Volk ohne Land oder: Welche Farbe hat der Frosch in deinem Hals? „Haus ohne Dach“ eröffnet 7. Kurdisches Filmfestival in Berlin

Zwei Hauptdarsteller aus dem Film "Haus ohne Dach" von Solin Yusif: Feyyaz Duman ('die Mutter') und Sasun Sayan ('Jan', mit Mikrophon) im Gespräch mit der Moderatorin (Mitte). Rechts im Bild: Janna Heine und Jana Piontkovska (ganz rechts) von Mitosfilm. © 2017, BU/Foto: Andreas Hagemoser

Berlin, Deutschland (Kulturexpresso). Alle Kurden sind Karl-May-Fans. Denn er war vielleicht der einzige, der die Existenz Kurdistans vorbehaltlos anerkannte. Doch viele sind der Meinung, es gäbe nicht nur Kurdisthan nicht, sondern auch keine Kurden. Es gäbe nur Syrer, Türken, Araber, Bergtürken, Nordiraker, Iraner und Asiaten; und vielleicht noch Jesiden. Und Staatenlose. Aber keine Kurden. Gut. Die Gedanken sind frei. In Deutschland herrscht das Recht auf freie Meinungsäußerung.

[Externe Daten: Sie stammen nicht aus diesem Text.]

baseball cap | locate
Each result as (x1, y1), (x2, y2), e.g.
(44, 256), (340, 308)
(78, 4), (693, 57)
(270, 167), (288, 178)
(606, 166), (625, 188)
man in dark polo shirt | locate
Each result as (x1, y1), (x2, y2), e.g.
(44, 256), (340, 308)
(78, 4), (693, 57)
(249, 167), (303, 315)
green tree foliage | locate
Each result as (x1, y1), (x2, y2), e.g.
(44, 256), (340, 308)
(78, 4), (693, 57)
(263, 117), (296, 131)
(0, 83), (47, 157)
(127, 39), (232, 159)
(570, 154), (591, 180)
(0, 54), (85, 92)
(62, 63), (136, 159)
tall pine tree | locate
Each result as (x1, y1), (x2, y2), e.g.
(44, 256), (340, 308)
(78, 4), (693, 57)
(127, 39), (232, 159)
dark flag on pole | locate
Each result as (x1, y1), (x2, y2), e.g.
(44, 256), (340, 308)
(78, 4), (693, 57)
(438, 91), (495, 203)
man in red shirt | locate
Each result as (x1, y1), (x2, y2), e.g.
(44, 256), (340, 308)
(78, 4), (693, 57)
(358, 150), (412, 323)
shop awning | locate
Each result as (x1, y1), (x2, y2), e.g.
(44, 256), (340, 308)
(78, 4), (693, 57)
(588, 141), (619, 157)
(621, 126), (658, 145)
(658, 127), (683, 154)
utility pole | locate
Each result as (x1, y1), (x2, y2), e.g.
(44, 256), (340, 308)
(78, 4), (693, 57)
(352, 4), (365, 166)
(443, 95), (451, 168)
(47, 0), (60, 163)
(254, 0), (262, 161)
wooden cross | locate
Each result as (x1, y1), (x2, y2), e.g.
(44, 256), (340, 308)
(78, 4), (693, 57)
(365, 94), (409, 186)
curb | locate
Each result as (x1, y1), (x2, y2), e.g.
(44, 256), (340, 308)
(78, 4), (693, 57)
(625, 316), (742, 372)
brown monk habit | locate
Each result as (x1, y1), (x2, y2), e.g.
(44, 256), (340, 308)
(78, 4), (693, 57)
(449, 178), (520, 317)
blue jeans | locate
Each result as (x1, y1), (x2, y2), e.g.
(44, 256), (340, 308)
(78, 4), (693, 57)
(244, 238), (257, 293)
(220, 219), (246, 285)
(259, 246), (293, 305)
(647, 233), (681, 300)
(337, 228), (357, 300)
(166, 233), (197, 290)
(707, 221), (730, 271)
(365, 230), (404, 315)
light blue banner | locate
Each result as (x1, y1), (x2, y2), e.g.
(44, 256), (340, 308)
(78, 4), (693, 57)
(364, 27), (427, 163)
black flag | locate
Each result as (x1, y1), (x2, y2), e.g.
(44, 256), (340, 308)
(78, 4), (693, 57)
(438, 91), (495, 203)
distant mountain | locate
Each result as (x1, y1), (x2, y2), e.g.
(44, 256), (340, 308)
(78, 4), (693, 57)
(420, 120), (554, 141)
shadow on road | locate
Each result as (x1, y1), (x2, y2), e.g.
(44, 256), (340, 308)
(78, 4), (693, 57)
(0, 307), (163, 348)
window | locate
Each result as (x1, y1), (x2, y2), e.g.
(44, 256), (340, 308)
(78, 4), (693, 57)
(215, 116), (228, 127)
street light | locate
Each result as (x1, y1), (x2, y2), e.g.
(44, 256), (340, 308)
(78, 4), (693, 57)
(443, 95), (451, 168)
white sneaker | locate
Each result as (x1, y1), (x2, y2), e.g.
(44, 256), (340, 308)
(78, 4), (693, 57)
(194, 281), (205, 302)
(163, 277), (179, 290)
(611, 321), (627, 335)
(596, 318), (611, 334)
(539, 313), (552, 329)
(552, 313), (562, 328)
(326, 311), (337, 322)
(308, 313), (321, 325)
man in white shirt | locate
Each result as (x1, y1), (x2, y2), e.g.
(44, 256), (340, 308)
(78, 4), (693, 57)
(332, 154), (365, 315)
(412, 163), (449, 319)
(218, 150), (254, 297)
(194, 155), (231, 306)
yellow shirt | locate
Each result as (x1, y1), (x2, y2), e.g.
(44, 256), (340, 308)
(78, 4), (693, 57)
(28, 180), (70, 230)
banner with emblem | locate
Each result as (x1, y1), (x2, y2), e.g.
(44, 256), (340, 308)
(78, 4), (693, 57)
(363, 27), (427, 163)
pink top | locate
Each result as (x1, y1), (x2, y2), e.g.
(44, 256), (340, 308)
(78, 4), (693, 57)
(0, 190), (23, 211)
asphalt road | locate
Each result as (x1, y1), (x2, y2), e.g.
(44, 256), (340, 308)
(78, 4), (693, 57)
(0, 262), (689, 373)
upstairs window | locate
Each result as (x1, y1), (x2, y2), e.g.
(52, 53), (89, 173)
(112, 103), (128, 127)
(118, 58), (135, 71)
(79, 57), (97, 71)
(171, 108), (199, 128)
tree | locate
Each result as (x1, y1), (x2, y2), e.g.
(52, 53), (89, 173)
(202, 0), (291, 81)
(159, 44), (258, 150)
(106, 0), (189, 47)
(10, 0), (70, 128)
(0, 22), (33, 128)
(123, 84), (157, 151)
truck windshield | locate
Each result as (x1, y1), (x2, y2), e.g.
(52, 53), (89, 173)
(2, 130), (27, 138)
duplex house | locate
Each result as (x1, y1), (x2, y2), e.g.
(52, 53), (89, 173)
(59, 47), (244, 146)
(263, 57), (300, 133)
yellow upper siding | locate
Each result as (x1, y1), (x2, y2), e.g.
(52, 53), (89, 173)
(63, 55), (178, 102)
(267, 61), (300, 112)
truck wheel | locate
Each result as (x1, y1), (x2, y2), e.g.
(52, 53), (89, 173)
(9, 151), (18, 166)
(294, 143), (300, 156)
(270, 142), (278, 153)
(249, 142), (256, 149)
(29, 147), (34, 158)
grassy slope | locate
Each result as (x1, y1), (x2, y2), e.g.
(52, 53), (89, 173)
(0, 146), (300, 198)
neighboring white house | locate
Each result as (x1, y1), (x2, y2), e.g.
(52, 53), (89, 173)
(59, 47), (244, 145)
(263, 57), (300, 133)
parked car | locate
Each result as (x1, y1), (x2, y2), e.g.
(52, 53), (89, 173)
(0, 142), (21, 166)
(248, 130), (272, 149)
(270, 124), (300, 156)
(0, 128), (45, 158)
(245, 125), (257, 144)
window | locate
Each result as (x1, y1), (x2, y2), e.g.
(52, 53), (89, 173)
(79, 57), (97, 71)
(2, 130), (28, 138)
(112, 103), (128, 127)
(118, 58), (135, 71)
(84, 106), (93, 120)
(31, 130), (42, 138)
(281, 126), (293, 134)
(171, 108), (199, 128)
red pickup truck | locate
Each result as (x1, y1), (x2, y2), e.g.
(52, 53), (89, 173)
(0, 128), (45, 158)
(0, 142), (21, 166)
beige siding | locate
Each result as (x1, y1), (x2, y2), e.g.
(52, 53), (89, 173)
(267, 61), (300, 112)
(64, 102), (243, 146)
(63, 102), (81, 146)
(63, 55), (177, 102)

Unbestreitbar ist, dass es Menschen gibt, die kurdisch sprechen. Wie soll man die politisch korrekt nennen? Kurdischsprecher?
Oder Kurdischsprecher und Kurdischsprecherinnen? Oder Lady’s First: Kurdischsprecherinnen und Kurdischsprecher? Auch wenn „Kurden“ falsch sein sollte, hätte es in seiner Kürze doch Würze.

Eine Kulturveranstaltung

Zum Glück ist ein Filmfestival eine kulturelle Veranstaltung, so auch das 7. Kurdische Filmfestival (KFF). In der Bibel ist die Rede von 7 guten Jahren und 7 schlechten, oder war es umgekehrt? Gilt das alte Buch auch für die, die nicht daran glauben? Diese Frage muss so offenbleiben wie die kurdische.

Sieben gute Jahre – oder sechs?

Das Kurdische Filmfestival in Berlin hatte 6 „gute“ Jahre, in denen es existierte und 6 Jahre, in denen es nicht stattfand. 2017 findet es das erste Mal in 7 Jahren wieder statt.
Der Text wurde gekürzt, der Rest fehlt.